Aynı zamanda Akdeniz Üniversitesi Organ Nakli Koordinatörü olan Bilal, AA muhabirine, Türkiye'de ilk başarılı organ naklinin 3 Kasım'a 1975'te yapılmasının ardından 3-9 Kasım'ın bağışa dikkati çekmek amacıyla Organ Bağışı Haftası olarak anıldığını belirtti.
Türkiye'nin canlıdan canlıya nakillerde dünyanın en önemli ülkelerinden olduğuna işaret eden Bilal, ancak aynı durumun kadavradan organ nakli için söylenemeyeceğini ifade etti.
Türkiye'deki sağlık sisteminin, organ nakli altyapısının, her türlü naklin en başarılı şekilde yapılmasını sağladığını dile getiren Bilal, "Türkiye'de böbrek, karaciğer, kalp, akciğer farklı organ nakilleri başarıyla yapılıyor ve son derece yüz güldürücü sonuçlar alınıyor. Ancak canlı vericili nakiller tek başına bütün organ nakli bekleyenlerin ihtiyacını karşılayamıyor. Her hastanın kendisine organ verecek bir yakını olamayabiliyor. Maalesef organ bağışı beklerken hayatını kaybeden hastalarımız oluyor." dedi.
"KADAVRADAN NAKİLLERE İHTİYACIMIZ VAR"
Sağlık Bakanlığının çok güçlü bir ulusal organ doku paylaşım ve dağıtım sisteminin bulunduğunu anlatan Bilal, şöyle konuştu:
"Bu sistem, Türkiye'nin herhangi bir yerinde bağışlanan organın en uygun hastaya en hızlı şekilde ulaşmasını sağlıyor. Tüm organ nakli koordinatörlükleri bu sistem çatısı altında çalışıyor. Bağışlanan organ için en uygun hastayı bulmamız ve başarılı nakli yapmamız son derece kolay. Tek eksiğimiz kamuoyunun organ bağışı konusunda yeterli desteği sağlamaması. Kadavradan nakillere ihtiyacımız var. 2023 yılında beyin ölümü gerçekleşen hastaların yüzde 16'sının organları bağışlandı. Kovid-19 öncesinde bu oran yüzde 27'lere kadar çıkmıştı. Rakamsal olarak yüzde 9 gibi bir fark görünüyor ama bu yüzlerce hastanın sağlığına kavuşamaması anlamına geliyor."

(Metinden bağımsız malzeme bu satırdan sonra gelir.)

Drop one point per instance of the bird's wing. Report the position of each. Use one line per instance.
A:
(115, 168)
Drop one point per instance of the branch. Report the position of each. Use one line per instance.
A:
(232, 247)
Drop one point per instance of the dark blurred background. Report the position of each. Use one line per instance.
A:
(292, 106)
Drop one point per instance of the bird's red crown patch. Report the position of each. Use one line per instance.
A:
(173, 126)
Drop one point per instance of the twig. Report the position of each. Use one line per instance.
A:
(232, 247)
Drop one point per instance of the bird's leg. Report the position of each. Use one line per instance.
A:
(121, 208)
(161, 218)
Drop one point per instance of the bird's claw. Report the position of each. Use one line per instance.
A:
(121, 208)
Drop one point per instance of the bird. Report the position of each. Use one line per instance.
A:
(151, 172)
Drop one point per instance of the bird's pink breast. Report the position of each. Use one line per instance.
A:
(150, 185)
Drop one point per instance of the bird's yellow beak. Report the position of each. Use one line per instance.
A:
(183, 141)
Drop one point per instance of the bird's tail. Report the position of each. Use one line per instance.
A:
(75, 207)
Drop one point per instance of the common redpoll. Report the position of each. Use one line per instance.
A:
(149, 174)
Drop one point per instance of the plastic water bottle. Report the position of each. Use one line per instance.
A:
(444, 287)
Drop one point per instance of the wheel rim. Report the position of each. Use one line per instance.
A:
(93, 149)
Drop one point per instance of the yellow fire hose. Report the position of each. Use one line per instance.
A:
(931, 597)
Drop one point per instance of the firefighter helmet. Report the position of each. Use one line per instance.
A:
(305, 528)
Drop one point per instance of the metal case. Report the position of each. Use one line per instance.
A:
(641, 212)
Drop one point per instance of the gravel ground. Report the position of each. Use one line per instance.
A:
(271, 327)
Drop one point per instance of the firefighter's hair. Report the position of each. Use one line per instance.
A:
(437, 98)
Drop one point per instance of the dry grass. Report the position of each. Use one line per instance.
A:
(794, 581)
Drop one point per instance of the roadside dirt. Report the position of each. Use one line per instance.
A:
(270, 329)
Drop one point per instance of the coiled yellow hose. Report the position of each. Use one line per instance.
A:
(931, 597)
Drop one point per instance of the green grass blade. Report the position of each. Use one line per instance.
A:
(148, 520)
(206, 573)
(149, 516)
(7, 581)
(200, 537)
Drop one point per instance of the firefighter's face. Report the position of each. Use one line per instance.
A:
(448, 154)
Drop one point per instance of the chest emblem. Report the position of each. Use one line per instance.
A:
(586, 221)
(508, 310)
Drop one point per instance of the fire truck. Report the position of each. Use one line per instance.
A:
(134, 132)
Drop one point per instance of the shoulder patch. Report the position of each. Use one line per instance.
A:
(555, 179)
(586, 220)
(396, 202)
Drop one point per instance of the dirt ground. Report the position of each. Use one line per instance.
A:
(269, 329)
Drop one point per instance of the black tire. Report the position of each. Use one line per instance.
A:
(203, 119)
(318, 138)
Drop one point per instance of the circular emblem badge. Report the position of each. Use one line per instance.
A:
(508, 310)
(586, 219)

Nilgün Bilal, topluma beyin ölümünü daha iyi anlatmaları gerektiğini dile getirerek, şu bilgileri verdi:
"Beyin ölümü gerçekleştikten sonra organların o kişi için hiçbir faydası olmuyor. Ama o organlar hastalar için yeni bir yaşam anlamı taşıyor. Beyin ölümü tanısı konusunda toplumda endişeler var. Beyin ölümü tanısı konulan kişiler tıbben ölüdür. Yaşamla bağları kalmamıştır. Beyin fonksiyonları geri dönüşümsüz olarak kaybedilmiştir. O nedenle şüphe götürmez bir tanıdır. İnsanlar 'umut kesilmez' düşüncesiyle bazen organlarını bağışlamıyor. Ayrıca hasta yakınları sosyal baskıdan çekindikleri için de bağışlamayabiliyorlar. Dini nedenleri öne sürenler var ama bu konuda Diyanet İşleri Başkanlığının organ bağışlamaya teşvik edici açıklamaları var."
Bilal, Organ Nakli Haftası dolayısıyla bağışa duyarlılığın artmasını umduklarını, çok sayıda hastanın yaşama tutunması için organ nakli olması gerektiğini sözlerine ekledi.